Je me souviens d’une scène, datant du monde avant confinement, qui m’avait interpellée et interrogée profondément sur mon identité et sur l’impact des normes genrées sur mes choix, et ce, bien que je m’efforce depuis de nombreuses années de déconstruire mes comportements  avec le plus de minutie possible.

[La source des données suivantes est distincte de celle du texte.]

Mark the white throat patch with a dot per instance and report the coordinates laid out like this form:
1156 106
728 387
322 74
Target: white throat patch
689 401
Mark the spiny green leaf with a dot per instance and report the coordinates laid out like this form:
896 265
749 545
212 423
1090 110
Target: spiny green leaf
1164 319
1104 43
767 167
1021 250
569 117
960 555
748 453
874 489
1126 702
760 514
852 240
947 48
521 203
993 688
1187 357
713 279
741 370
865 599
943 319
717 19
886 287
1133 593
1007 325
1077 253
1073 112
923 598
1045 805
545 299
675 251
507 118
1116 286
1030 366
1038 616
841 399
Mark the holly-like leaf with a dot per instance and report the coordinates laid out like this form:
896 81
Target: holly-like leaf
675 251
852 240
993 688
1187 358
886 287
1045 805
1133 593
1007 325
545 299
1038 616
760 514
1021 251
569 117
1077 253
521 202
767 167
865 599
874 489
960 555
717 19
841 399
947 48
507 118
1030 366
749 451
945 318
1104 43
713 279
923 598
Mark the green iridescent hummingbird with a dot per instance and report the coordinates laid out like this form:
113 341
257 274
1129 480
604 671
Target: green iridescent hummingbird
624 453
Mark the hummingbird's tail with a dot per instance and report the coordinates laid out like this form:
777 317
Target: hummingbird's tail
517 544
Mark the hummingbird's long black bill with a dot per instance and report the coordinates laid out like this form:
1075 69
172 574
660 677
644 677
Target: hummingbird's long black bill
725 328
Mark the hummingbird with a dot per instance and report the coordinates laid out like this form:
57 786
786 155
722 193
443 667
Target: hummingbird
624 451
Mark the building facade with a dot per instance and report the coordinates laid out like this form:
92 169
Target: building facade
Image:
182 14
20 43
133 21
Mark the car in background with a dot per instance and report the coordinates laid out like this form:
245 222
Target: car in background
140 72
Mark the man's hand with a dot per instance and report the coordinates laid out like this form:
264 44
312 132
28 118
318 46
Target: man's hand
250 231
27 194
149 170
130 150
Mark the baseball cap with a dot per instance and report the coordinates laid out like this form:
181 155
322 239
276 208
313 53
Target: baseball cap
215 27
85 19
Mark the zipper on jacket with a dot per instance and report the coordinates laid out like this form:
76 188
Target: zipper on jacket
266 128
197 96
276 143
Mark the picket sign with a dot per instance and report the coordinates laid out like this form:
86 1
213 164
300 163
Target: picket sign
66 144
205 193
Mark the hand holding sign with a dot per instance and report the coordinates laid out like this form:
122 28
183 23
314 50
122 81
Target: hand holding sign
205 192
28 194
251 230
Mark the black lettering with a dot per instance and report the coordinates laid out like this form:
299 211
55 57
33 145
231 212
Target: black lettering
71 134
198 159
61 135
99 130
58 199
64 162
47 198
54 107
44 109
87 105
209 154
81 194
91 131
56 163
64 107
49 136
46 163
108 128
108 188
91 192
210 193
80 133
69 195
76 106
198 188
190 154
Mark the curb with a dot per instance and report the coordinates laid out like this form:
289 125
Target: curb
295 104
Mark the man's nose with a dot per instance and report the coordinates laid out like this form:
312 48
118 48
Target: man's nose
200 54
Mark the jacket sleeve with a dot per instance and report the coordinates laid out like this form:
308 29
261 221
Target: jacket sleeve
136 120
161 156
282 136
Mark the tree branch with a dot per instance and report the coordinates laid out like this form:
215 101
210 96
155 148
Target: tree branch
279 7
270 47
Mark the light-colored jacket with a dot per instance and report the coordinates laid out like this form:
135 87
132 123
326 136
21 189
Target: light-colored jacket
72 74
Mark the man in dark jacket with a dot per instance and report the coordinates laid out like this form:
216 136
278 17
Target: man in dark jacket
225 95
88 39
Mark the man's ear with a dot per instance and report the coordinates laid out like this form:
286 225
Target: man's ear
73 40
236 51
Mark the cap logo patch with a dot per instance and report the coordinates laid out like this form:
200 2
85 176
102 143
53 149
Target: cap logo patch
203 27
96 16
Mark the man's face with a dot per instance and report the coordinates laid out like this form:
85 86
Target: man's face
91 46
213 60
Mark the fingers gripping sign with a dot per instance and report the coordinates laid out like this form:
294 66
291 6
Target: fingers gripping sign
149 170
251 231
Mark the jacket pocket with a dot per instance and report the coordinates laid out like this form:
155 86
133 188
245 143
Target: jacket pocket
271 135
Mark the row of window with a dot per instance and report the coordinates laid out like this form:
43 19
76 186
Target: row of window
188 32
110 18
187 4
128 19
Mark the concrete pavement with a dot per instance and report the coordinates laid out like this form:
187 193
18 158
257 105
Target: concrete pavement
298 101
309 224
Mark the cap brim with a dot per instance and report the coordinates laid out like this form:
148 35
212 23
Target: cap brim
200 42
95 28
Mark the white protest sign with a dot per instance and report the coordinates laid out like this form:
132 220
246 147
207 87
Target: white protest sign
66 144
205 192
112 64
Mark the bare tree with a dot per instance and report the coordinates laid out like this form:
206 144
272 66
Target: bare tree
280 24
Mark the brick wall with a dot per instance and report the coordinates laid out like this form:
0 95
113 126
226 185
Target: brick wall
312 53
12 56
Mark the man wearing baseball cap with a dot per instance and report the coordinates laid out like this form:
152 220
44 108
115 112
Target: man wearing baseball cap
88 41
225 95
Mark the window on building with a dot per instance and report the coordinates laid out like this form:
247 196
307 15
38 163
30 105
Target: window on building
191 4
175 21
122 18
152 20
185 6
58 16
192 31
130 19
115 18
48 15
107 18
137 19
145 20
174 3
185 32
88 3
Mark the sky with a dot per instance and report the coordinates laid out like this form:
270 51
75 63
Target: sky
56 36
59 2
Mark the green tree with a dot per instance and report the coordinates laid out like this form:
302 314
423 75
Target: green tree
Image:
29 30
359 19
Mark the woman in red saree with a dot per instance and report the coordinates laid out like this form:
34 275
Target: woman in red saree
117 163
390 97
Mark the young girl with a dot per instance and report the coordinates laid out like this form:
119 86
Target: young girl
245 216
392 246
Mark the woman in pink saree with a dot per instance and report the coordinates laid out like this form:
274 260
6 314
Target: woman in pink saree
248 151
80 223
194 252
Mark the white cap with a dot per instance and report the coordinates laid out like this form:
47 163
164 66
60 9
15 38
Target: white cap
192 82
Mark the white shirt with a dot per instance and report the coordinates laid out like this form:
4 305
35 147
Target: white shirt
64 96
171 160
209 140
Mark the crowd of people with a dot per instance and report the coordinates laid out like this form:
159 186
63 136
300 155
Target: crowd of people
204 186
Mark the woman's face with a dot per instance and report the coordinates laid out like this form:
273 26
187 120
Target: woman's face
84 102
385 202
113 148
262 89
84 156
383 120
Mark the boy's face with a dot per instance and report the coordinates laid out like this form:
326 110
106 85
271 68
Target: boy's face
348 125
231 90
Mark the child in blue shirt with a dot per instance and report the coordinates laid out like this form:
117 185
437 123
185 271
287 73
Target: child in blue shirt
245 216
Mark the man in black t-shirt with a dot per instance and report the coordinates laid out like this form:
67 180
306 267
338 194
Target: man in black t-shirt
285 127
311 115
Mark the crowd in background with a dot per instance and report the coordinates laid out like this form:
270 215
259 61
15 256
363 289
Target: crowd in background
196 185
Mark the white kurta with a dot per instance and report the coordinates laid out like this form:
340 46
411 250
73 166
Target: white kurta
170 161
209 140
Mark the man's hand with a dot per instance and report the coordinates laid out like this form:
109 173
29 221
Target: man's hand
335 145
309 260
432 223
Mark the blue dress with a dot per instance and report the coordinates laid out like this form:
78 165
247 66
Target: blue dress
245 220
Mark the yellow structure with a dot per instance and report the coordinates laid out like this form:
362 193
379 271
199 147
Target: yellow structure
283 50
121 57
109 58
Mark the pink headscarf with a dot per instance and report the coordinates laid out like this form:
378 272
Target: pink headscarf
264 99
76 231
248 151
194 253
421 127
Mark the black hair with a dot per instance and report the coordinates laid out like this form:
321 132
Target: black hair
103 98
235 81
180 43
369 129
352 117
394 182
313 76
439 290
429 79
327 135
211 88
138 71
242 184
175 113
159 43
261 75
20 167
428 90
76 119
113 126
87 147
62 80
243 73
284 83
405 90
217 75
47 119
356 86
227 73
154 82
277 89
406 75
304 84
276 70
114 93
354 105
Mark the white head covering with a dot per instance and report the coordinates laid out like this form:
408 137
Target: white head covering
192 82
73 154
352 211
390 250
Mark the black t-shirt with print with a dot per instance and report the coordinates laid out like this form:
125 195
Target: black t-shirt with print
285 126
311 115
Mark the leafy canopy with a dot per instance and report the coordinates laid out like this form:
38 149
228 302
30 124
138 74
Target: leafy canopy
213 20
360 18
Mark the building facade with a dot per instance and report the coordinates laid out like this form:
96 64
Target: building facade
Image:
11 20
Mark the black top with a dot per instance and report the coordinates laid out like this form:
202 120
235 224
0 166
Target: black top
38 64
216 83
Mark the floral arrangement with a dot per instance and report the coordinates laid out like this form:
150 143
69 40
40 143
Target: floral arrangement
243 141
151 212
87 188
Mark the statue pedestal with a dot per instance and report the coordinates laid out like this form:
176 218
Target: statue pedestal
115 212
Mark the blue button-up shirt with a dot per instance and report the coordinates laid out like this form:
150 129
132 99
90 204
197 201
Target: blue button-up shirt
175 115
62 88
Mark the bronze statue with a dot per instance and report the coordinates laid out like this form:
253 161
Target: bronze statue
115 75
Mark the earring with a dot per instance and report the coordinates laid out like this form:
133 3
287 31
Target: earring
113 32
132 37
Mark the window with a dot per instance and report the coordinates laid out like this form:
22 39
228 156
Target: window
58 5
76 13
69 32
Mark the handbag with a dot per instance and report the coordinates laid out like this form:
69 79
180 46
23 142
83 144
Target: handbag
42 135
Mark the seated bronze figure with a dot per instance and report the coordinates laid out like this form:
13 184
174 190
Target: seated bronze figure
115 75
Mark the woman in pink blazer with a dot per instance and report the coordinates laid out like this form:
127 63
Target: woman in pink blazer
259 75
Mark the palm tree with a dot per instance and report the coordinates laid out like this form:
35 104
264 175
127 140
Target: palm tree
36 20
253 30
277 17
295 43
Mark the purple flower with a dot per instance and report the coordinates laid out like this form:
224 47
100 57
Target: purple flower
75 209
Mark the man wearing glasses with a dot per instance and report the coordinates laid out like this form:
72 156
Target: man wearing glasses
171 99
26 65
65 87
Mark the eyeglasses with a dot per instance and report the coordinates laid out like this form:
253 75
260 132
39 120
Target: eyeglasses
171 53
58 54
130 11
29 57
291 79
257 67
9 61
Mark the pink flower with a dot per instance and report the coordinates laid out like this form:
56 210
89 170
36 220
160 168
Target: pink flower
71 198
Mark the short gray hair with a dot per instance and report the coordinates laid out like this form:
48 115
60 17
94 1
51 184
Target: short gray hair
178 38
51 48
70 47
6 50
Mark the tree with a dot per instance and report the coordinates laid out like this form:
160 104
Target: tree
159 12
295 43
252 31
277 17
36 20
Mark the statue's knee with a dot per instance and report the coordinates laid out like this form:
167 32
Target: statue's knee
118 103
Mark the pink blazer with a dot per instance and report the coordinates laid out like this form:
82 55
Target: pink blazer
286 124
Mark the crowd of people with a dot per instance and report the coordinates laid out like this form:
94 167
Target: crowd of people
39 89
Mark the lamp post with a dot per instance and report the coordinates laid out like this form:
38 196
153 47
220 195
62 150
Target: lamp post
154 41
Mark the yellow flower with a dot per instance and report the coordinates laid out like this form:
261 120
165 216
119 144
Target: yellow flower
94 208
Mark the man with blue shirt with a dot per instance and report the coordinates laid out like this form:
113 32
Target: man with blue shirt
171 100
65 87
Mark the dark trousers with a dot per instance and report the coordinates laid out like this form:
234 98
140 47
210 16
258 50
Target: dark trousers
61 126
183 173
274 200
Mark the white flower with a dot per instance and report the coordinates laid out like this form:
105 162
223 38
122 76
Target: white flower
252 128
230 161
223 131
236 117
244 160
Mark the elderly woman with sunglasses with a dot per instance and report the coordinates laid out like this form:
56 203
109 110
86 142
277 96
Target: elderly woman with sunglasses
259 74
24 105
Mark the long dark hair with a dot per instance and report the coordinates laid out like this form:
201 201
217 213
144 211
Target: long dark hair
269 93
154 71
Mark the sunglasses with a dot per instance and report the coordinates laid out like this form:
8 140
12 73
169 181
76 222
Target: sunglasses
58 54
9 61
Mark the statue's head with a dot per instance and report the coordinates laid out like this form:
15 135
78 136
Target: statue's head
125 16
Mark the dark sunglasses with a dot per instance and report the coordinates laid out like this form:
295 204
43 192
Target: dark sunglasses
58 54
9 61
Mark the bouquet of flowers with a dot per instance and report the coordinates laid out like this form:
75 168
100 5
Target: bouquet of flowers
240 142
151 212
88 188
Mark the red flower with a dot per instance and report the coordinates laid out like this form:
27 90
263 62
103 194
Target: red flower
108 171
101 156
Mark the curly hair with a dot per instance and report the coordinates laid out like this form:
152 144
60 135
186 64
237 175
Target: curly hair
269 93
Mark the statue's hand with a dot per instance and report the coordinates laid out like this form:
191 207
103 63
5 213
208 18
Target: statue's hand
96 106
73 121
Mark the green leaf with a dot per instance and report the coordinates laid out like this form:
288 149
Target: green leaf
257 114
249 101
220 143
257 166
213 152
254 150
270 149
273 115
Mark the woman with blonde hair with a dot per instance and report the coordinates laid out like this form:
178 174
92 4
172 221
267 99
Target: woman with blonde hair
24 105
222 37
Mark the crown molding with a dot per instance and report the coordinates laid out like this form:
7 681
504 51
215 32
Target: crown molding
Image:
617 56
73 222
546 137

Cette histoire prend place dans la douceur d’une soirée annonciatrice d’un printemps tout proche. Avec deux amis, nous étions sortis boire un verre. Tout se passait bien. L’un deux décida soudain que la soirée n’était pas suffisamment légendaire et qu’il fallait vite y remédier et en changer le cours. Il proposa, pour ce faire, que nous nous mesurions à la vertigineuse stature d’un bâtiment de la ville en escaladant son échafaudage escarpé pour, finalement, pouvoir profiter de la vue imprenable qu’il avait immanquablement à offrir. M’étant forgée méticuleusement une image personnelle intrépide et aventureuse, quelle ne fut pas ma surprise que de laisser ma bouche s’ouvrir et leur formuler mon refus de participer. Mon cerveau, écrasé par l’étau d’une tempête d’angoisses insoupçonnées, laissait les structures lentement érigées pour former cette image d’aventurière, tomber les unes après les autres. Aucune résistance ne fut tentée pour forcer mes pieds à se retourner et à affronter mon destin: grimper ce foutu monstre de tôle et d’acier. Trop tard, les silhouettes de mes amis étaient déjà bien loin derrière et je n’avais comme lot de consolation plus que le goût amère de l’inachèvement, de la frousse dégoûtante qui prend le dessus un instant pour ne laisser derrière elle qu’un sentiment vermoulu de honte et de déception.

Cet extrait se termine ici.